Each of Mr. Villalba’s paintings depicts a unique panorama exaggerated in a perilous narrative. The bold gestural marks and detailed imagery that combine abstract elements with curious references keep the work simultaneously known and unknown, thus engaging and inviting a viewer to speculate on potential circumstances. One can see the grandeur and nobility of human resilience in Mr. Villalba’s paintings, however, and his message is ultimately one of hope

Physically, the works are composed of a stainless steel platform topped by layers of oil paint. Each piece has the potential to transform, as areas of the surface that were left exposed reflect light and motion from its surroundings, filling any void, and imposing a life of its own. This work is a metaphor for a prolific locale that has succumbed to catastrophic events, yet still exudes resolute optimism and the promise of restoration.

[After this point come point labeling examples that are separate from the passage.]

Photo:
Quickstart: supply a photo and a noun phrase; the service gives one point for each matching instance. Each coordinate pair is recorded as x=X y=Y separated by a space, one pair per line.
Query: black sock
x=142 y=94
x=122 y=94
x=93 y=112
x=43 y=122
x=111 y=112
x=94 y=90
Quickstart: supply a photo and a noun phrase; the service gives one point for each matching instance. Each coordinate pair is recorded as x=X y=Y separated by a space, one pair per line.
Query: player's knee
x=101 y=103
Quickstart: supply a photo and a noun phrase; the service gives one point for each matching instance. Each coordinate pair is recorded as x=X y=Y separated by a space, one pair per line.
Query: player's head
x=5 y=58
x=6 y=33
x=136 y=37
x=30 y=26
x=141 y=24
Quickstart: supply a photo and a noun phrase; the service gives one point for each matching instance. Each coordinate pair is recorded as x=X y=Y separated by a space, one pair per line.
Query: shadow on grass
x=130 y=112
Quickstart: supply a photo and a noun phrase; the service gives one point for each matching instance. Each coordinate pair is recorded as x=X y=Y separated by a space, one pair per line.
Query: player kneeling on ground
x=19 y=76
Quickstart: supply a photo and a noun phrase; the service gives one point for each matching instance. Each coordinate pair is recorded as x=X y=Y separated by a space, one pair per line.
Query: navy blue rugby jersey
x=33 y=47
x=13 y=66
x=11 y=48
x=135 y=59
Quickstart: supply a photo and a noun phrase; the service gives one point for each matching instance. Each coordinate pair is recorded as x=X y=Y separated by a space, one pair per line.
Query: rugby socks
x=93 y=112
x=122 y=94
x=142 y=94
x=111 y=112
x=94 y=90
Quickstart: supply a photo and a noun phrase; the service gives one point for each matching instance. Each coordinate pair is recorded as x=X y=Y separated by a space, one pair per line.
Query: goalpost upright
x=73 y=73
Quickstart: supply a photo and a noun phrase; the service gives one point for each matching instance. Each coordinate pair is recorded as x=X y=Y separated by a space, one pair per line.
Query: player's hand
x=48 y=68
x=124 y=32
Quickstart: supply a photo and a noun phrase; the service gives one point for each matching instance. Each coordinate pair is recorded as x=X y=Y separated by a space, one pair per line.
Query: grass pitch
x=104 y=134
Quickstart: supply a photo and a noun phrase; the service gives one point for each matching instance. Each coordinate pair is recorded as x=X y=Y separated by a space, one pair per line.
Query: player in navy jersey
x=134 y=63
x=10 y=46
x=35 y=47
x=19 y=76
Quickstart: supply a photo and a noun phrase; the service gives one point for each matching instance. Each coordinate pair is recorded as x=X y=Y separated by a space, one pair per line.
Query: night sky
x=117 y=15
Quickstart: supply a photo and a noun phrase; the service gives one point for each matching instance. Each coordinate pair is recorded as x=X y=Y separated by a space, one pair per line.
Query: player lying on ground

Jovan Villalba was born in Quito, Ecuador in 1977, but spent most of his childhood in Miami. Awarded a four year full-tuition scholarship to The Cooper Union School of Art, he received merit grants and was invited to exhibit at The New York Design Center. Since graduating, Mr. Villalba has exhibited his paintings at several galleries in New York, Los Angeles, Berlin, and at Art Basel Miami.

John R.G. Roth

John Roth’s sculpture has been displayed in solo exhibitions throughout the country and has received numerous awards. His current work is informed by subjects such as the Iraq war and the connection between America’s conspicuous consumption and resource use to foreign policy and war. Despite his serious subject matters, however, Roth never loses his sense of humor—there is an undeniably playful quality to all of his extremely well crafted pieces.

Kun-I Chang

Kun-I Chang studied communications design at the University of Taiwan and then came to New York to study at The School of Visual Arts, where he earned his MFA is Computer Art in 2006. He is currently working as an independent filmmaker and video artist here in the city, trying to promote motion graphic design as an art form. “Fission,” an insightful and visually stunning look at our image-obsessed culture, is Kun-I’s first short. It has won over 10 film festival awards and has been screened in over 50 film festivals world-wide.

Youngwoong Jang

Youngwoong Jang received his BFA in Industrial Design in Korea, and his MFA in Computer Arts from the School of Visual Arts in New York in 2006. He is currently working as an independent filmmaker and focusing on 3D animation, exploring the connection between the organic and the mechanical. “Progress,” he says, “is not always beautiful. In order to develop, sometimes we have to destroy. For me, civilization is a nonstop circular process of construction and deconstruction.” “Mirage,” which is Youngwoong Jang’s first short, is a meditation on life in a bio-mechanical world. It has won over 20 film festival awards and has been screened in over 100 film festivals world-wide.